The Green Deal must get local communities involved in cutting energy or risk failing, according to a report backed by MPs.
Environmental thinktank Green Alliance also said local communities are unconvinced by the Green Deal with concerns the fuel poor won’t get enough support.
The thinktank’s report out yesterday is based on workshops in November and December 2011 with three Coalition MPs and their constituencies in Hexham, Bristol North West and Redcar.
Rebecca Willis, Green Alliance associate said: “The potential of the Green Deal to help reduce carbon emissions in homes must be linked to the wider social issues people are facing. We can’t expect people to embrace this because it’s a nice thing to do.”
Showing how it will create jobs would help, said Ian Swales, Lib Dem MP for Redcar: “The plans are complex, and it is not clear how it will be marketed or how it will work in practice. If we want people to embrace the Green Deal then we also need to see how it will lead to local job creation.”

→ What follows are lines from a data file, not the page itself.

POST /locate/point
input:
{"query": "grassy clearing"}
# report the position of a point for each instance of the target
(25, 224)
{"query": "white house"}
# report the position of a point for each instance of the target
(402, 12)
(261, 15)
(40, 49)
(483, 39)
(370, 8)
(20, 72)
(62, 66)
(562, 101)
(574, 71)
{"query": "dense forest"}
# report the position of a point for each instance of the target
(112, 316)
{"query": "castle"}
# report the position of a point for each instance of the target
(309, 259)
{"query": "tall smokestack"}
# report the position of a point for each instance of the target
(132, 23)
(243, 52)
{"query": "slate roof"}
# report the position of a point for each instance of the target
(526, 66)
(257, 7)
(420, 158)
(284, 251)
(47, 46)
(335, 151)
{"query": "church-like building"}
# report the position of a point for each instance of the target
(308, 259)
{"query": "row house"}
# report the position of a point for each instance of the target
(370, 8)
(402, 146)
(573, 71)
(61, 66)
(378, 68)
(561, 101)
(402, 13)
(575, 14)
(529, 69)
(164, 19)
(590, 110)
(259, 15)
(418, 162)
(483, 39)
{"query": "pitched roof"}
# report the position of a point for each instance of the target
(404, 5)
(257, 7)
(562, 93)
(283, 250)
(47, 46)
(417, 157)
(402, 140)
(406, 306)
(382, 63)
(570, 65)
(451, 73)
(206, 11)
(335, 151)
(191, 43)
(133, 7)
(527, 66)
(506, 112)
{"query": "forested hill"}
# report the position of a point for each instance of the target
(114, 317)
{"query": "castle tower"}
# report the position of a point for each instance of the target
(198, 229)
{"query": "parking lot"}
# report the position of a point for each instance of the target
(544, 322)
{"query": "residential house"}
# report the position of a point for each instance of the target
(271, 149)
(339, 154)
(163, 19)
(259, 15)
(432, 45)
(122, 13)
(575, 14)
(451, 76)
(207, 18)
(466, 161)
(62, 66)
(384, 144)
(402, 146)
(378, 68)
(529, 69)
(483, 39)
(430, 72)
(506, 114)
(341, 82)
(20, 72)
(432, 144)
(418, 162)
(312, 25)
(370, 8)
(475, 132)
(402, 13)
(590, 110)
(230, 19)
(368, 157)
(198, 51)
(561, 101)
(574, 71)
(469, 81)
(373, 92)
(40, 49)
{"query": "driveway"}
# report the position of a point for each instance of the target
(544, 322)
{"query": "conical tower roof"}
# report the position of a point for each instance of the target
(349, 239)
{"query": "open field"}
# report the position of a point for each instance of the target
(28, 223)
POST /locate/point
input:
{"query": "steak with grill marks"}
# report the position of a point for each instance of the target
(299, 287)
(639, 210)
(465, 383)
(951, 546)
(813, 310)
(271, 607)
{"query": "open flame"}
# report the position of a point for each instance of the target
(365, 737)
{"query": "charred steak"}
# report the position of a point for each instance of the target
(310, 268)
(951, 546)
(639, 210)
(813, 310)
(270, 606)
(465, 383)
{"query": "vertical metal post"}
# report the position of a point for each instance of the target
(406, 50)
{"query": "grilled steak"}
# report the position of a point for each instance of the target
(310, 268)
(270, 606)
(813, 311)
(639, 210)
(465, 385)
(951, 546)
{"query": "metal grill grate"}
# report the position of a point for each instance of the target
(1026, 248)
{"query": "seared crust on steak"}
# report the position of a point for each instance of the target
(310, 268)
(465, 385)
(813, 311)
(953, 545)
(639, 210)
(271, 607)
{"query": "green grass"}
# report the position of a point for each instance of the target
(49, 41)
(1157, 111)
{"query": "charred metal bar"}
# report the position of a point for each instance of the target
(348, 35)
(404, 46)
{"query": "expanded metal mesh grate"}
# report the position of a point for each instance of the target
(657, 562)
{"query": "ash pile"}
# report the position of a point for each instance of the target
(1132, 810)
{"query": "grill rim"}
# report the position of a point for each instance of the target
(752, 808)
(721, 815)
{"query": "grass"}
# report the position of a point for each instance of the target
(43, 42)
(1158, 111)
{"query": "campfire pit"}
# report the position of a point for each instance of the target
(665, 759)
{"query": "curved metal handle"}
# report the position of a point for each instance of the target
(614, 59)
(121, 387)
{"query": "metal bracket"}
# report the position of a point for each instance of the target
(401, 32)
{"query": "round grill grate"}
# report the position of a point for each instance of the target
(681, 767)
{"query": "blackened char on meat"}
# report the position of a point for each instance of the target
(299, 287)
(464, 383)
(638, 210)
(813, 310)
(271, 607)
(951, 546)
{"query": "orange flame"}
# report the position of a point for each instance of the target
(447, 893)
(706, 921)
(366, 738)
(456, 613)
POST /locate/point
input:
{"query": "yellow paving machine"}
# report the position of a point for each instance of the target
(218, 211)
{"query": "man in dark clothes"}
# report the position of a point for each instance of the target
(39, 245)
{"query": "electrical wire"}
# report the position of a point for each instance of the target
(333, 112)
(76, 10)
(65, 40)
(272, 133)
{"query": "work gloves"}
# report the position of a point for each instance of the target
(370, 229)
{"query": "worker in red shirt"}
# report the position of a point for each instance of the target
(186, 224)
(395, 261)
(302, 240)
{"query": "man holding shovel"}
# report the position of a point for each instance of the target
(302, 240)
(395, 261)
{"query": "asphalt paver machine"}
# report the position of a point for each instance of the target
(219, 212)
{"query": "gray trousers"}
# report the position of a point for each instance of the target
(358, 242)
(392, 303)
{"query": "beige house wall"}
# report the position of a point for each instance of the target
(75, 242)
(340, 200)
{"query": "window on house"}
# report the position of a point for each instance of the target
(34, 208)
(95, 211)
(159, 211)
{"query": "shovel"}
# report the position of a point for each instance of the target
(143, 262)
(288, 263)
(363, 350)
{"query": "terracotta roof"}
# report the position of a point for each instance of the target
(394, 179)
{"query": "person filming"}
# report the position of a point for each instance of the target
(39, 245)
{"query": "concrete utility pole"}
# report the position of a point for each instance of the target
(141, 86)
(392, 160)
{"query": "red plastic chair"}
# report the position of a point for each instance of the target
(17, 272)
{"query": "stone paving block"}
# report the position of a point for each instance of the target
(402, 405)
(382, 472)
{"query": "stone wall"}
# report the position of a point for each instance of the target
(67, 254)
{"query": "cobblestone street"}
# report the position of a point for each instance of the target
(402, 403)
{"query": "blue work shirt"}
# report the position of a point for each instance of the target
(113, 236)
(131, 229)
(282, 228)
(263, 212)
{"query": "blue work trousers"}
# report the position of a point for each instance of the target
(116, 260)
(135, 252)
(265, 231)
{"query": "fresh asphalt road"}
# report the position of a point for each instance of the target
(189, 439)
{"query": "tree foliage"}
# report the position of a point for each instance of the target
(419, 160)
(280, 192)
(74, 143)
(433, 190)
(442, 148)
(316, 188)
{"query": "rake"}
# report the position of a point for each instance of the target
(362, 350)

Meanwhile the CBI, which represents thousands of UK businesses, said the Green Deal must not overburden businesses with regulation and extra costs.
Rhian Kelly, CBI Director for Business Environment said: “While the CBI supports a rigorous accreditation system for assessors, providers and installers, the Government must not allow the pendulum to swing too far towards costly regulation.”This could lead to higher costs for the consumer, and we don’t want costs to start outweighing savings, as this would undermine the whole scheme.”